Hickton and Raffensperger discussed events leading to the 2020 presidential election, ballot counting, and the now-infamous conversation with Trump.
Raffensperger said there was a wave of disinformation that was spread after the election, with claims that there was widespread voter fraud. As the ballots were being counted on election day, once the votes shifted in Biden’s favor, people started to question the results, he said.
He officially certified the vote count two weeks after the election. Raffensperger said he also audited every single paper ballot by hand and did a 100 percent recount.
“The advantage of doing a hand recount, we found three counties that had issues,” he said. “We found those issues in some counties that went to the benefit of now-President Biden and some went to the benefit of President Trump. But overall, it did not change the initial results that President Trump came up short.”

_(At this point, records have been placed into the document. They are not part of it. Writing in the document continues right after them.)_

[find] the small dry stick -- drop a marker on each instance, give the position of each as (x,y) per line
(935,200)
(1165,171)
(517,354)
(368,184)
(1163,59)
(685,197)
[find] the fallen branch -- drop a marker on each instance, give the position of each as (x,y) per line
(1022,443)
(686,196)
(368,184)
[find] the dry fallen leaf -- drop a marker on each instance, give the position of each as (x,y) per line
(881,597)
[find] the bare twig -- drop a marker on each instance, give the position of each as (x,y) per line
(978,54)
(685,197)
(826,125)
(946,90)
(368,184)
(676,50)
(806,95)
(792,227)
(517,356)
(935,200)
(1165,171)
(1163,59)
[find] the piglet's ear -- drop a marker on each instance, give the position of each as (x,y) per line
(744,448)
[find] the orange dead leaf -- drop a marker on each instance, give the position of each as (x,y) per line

Raffensperger said that even though no election is perfect, there weren’t nearly as many issues with the vote count as Trump had raised. Trump claimed that thousands of dead people had votes counted, when in reality, there were less than five; that thousands of felons voted when there were less than 74; and that 66,000 votes came from underage voters, even though they all turned 18 before the election.
Raffensperger said the call with Trump lasted an hour and 10 minutes. He said he made sure he was presenting precise, accurate numbers with Trump since everything he said could be used in court if necessary.
When Hickton asked Raffensperger how he felt about the call, Raffensperger said he was mainly focused on following the law and the constitution.
“I knew that there weren’t votes to find. And my job is to follow my oath of office, to follow the Constitution. And that’s what I did,” Raffensperger said. “It’s as simple as that. It wasn’t fun because we had a cascade of angry people that didn’t understand.”
Raffensperger didn’t say if he was threatened or not, “but I understand the power of some of the levers that the federal government has.”
“But I also knew that we stood on the facts, we stood on the truth,” he said. “And so I felt that, yes, I hear what he’s saying, I know that I follow the law. And at the end of the day, I always believe that truth wins out.”
He talks more about the call in his book, “Integrity Counts,” where he also shares his opinions on how to fix the political divide in the U.S.
“You really want to fix America? Here’s my big solution. It’s not really complicated,” Raffensperger said. “We need more integrity. We just need to lean back into those values we got from our parents, grandparents. We call them small-town values now, but, but I like to tell people, it didn’t matter if you were some kid from Brooklyn, New York, or from the coalfields of West Virginia, or cotton fields of South Georgia when we went to fight in WWII, you really had unified values … and that was just decency, integrity, honesty, be nice to each other, be respectful for all Americans.”
A recording of the event is available through the Protecting Democracy Series.